Possivelmente um dos livros mais específicos que já li: uma mulher e o seu jardim.


Como o título deixará adivinhar, o livro é sobre uma mulher e o seu jardim. Um pouco mais a fundo: é um livro semi-autobiográfico, escrito por Elizabeth von Arnim (autora de The Enchanted April, também na estante), nascida na Austrália em 1866, sobre a sua vida e o seu jardim na região de Nassenheide, na Pomerânia, onde ficava a casa do seu marido.

A ideia é que a casa do marido ficaria num local bastante remoto e retirado da Alemanha, algo que, para uma mulher naquela altura, seria deprimente e reclusivo (recordemos que, em 1898, a vida de uma mulher da nobreza seria, basicamente, a sociedade). No entanto, Elizabeth encontra consolo, alegria e um enorme passatempo entre os seus livros e o planeamento do seu enorme jardim. Este livro é escrito como uma espécie de diário, no qual são descritos episódios e anedotas familiares.

Entre o marido, que é denominado "The Man of Wrath" (ou também "Sage" - e é algo claro que a relação de ambos não será a melhor), as três filhas e algumas visitas de sociedade, Elizabeth passa os seus dias. É um livro introspectivo e, em pontos, sentimental. O marido não a compreende, claramente e, como acha o jardim de Elizabeth supérfluo, excêntrico e parvo, não a ajuda em nada (monetariamente falando - claro que Elizabeth planeia o jardim, mas não trabalha efectivamente nele).

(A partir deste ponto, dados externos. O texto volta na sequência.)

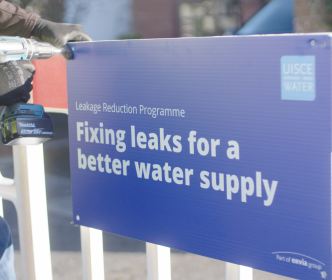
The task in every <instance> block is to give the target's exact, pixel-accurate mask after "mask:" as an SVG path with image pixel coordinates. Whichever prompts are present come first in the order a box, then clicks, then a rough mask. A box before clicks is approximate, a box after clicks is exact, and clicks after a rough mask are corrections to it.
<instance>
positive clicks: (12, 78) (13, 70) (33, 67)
mask: <svg viewBox="0 0 332 280" xmlns="http://www.w3.org/2000/svg"><path fill="white" fill-rule="evenodd" d="M34 74H35V67H34V66H33V64H32V63H31V62H29V61H25V60H19V61H9V62H6V63H2V64H0V106H9V105H12V104H15V103H18V102H24V103H26V102H28V100H29V99H30V91H31V90H32V84H31V83H32V79H33V75H34Z"/></svg>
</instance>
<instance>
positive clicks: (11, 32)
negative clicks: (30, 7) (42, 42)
mask: <svg viewBox="0 0 332 280" xmlns="http://www.w3.org/2000/svg"><path fill="white" fill-rule="evenodd" d="M38 18H39V15H37V14H36V13H33V12H28V11H26V10H24V9H21V8H20V7H18V6H17V5H14V4H11V3H8V2H6V1H2V0H0V35H1V36H20V37H25V38H29V37H30V36H31V31H32V29H33V28H34V26H35V24H36V21H37V19H38Z"/></svg>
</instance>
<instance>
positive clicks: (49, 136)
mask: <svg viewBox="0 0 332 280" xmlns="http://www.w3.org/2000/svg"><path fill="white" fill-rule="evenodd" d="M55 53H61V50H58V49H56V48H54V47H53V46H52V45H51V44H49V43H45V42H37V41H36V40H33V39H25V38H21V37H5V36H4V37H0V63H5V62H7V61H12V60H29V61H33V60H36V59H47V58H50V57H51V56H53V55H54V54H55ZM0 126H1V140H2V142H3V143H4V144H5V145H20V146H22V145H24V146H25V145H37V144H40V143H43V142H46V141H47V140H49V139H51V138H53V136H54V127H53V121H52V119H51V118H50V116H49V115H48V114H47V113H45V111H44V108H43V106H41V105H37V104H25V103H17V104H14V105H11V106H7V107H5V109H4V110H3V112H2V114H1V117H0Z"/></svg>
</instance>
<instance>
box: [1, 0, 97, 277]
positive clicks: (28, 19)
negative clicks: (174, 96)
mask: <svg viewBox="0 0 332 280" xmlns="http://www.w3.org/2000/svg"><path fill="white" fill-rule="evenodd" d="M0 36H20V37H25V38H30V37H31V36H34V37H37V38H39V39H40V40H41V41H44V42H48V43H51V44H52V45H53V46H55V47H56V48H61V47H63V46H64V45H65V44H66V43H67V42H69V41H92V39H91V38H90V37H89V36H88V35H87V34H86V33H84V31H83V28H82V26H81V25H78V24H67V23H55V22H51V21H48V20H45V19H42V18H40V16H39V15H38V14H36V13H33V12H29V11H26V10H24V9H21V8H20V7H18V6H16V5H14V4H11V3H8V2H6V1H2V0H0ZM34 73H35V67H34V66H33V64H32V63H31V62H29V61H9V62H6V63H2V64H0V106H8V105H12V104H14V103H17V102H25V103H26V102H27V101H28V100H29V98H30V91H31V90H32V80H33V75H34ZM0 279H1V280H15V279H16V276H15V271H14V248H13V243H12V238H11V233H10V229H9V226H8V224H7V222H6V221H5V220H4V219H3V218H2V217H1V216H0Z"/></svg>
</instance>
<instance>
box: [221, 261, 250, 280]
mask: <svg viewBox="0 0 332 280" xmlns="http://www.w3.org/2000/svg"><path fill="white" fill-rule="evenodd" d="M226 280H253V272H252V268H250V267H247V266H243V265H237V264H234V263H226Z"/></svg>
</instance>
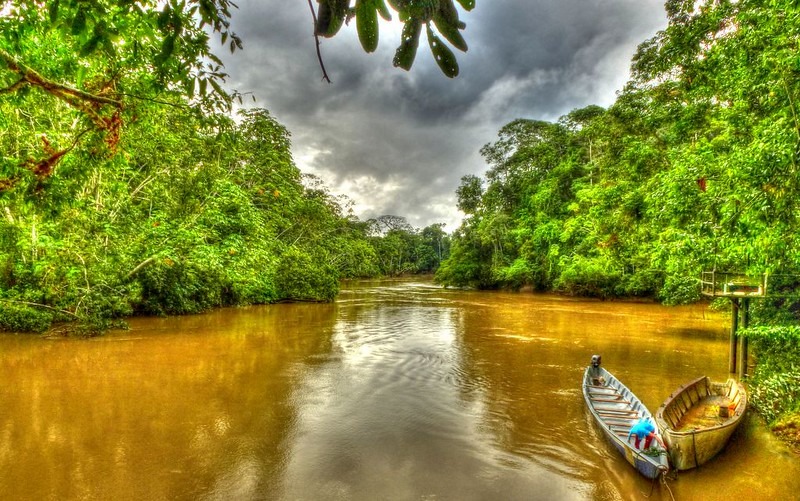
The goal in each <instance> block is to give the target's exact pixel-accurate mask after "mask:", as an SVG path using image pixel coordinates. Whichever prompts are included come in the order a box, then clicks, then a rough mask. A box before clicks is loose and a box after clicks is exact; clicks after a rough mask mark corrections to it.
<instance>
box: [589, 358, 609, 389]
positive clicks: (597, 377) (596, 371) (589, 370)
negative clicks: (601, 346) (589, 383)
mask: <svg viewBox="0 0 800 501" xmlns="http://www.w3.org/2000/svg"><path fill="white" fill-rule="evenodd" d="M600 361H601V357H600V355H592V366H591V367H590V368H589V377H591V379H592V384H593V385H595V386H605V384H606V378H604V377H603V376H602V372H601V369H600Z"/></svg>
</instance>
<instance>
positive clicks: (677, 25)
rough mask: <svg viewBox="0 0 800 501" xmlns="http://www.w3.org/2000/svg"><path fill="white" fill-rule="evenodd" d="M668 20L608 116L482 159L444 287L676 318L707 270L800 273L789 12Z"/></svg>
mask: <svg viewBox="0 0 800 501" xmlns="http://www.w3.org/2000/svg"><path fill="white" fill-rule="evenodd" d="M781 6H782V7H781ZM666 8H667V14H668V17H669V25H668V27H667V28H666V29H665V30H664V31H662V32H659V33H658V34H657V35H656V36H655V37H653V38H652V39H650V40H647V41H645V42H644V43H642V44H641V45H640V46H639V49H638V51H637V53H636V55H635V56H634V58H633V63H632V79H631V80H630V81H629V82H628V84H627V85H626V86H625V88H624V89H623V90H622V91H620V92H619V94H618V97H617V99H616V102H615V103H614V104H613V105H611V106H610V107H608V108H607V109H604V108H601V107H598V106H588V107H586V108H582V109H577V110H574V111H572V112H570V113H569V114H567V115H565V116H563V117H562V118H561V119H560V120H558V121H557V122H552V123H551V122H544V121H540V120H530V119H519V120H515V121H513V122H511V123H509V124H507V125H506V126H504V127H503V128H502V129H501V130H500V132H499V134H498V136H499V137H498V140H497V141H496V142H494V143H491V144H487V145H486V146H484V147H483V149H482V150H481V153H482V154H483V156H484V158H485V159H486V162H487V164H488V165H489V169H488V171H487V172H486V174H485V175H484V176H481V177H479V176H473V175H470V176H465V177H464V178H463V179H462V182H461V185H460V187H459V188H458V190H457V196H458V206H459V208H460V209H461V210H462V211H463V212H464V213H466V215H467V217H466V219H465V220H464V222H463V224H462V225H461V227H460V228H459V229H458V230H457V231H456V232H455V234H454V238H453V247H452V252H451V255H450V258H449V259H447V260H446V261H445V262H444V263H443V265H442V266H441V268H440V269H439V270H438V272H437V275H436V276H437V279H438V280H439V281H440V282H441V283H444V284H447V285H456V286H473V287H480V288H498V287H501V288H520V287H522V286H531V287H533V288H535V289H538V290H556V291H560V292H563V293H567V294H575V295H584V296H596V297H619V296H649V297H657V298H659V299H660V300H662V301H664V302H666V303H670V304H674V303H682V302H690V301H695V300H697V299H698V296H699V290H700V288H699V285H698V284H699V278H700V275H701V272H702V271H703V270H712V269H717V270H721V271H734V270H736V271H742V272H746V273H750V274H754V275H761V274H763V273H783V274H796V273H798V272H800V240H799V238H800V237H799V235H800V231H799V230H800V170H799V169H798V164H800V119H798V116H800V114H799V112H798V103H799V102H800V101H798V99H799V98H800V67H798V64H797V61H798V59H797V51H796V49H797V40H798V32H799V31H800V18H799V17H798V16H796V15H794V14H790V13H792V12H796V6H794V3H793V2H788V1H786V2H769V3H768V5H767V4H765V3H764V2H758V1H747V0H745V1H739V2H731V1H707V2H693V1H692V2H687V1H677V0H675V1H668V2H666Z"/></svg>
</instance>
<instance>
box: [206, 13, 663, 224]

E não é só o marido que a vê assim.

The people round about are persuaded that I am, to put it as kindly as possible, exceedingly eccentric, for the news has travelled that I spend the day out of doors with a book, and that no mortal eye has ever yet seen me sew or cook. But why cook when you can get some one to cook for you? And as for sewing, the maids will hem the sheets better and quicker than I could, and all forms of needlework of the fancy order are inventions of the evil one for keeping the foolish from applying their hearts to wisdom.

É interessante ver, especialmente através das suas visitas, Irais e Minora, esta última britânica, que vão com ela passar o Natal, a sociedade alemã. Numa altura em que as mulheres estavam confinadas à sociedade, ao lar, à igreja e à cozinha, Elizabeth revela não saber cozinhar, por exemplo. Enquanto Virginia Woolf advogava o room of one's own, Elizabeth apresenta, de certa forma, o garden of one's own, um espaço no qual se sente feliz, pode fazer o que quer, onde se sente livre.

Claro que um livro sobre um jardim pode soar aborrecido - a mim, o conceito soava estranho. Mas o diário que nos é apresentado, que começa efectivamente por descrever os jardins mas vai ampliando o seu âmbito, está recheado de comentários sardónicos sobre os filhos de Elizabeth, sobre o seu marido, sobre as suas amizades e outros detalhes da sua vida.

Elizabeth é privilegiada e, possivelmente, solitária - o que poderá explicar o quão horrível ela soa por vezes nas suas fortes opiniões, especialmente no que toca às visitas indesejadas. No Natal, com Minora, Elizabeth é intratável e absolutamente horrível; Minora não é uma pessoa fácil, e é fácil simpatizar com Elizabeth, mas...

Oh, my dear, relations are like drugs, - useful sometimes, and even pleasant, if taken in small quantities and seldom, but dreadfully pernicious on the whole, and the truly wise avoid them.

Mas a autora é um pouco irritante. Por exemplo, isto é o que Elizabeth diz sobre trabalhar num jardim, quando o que era esperado dela era ficar em casa - enquanto se queixa de não poder ser ela a fazer a jardinagem, e pode apenas dar ordens (embora seja estranho pensar que ela não se pudesse dedicar ao jardim?).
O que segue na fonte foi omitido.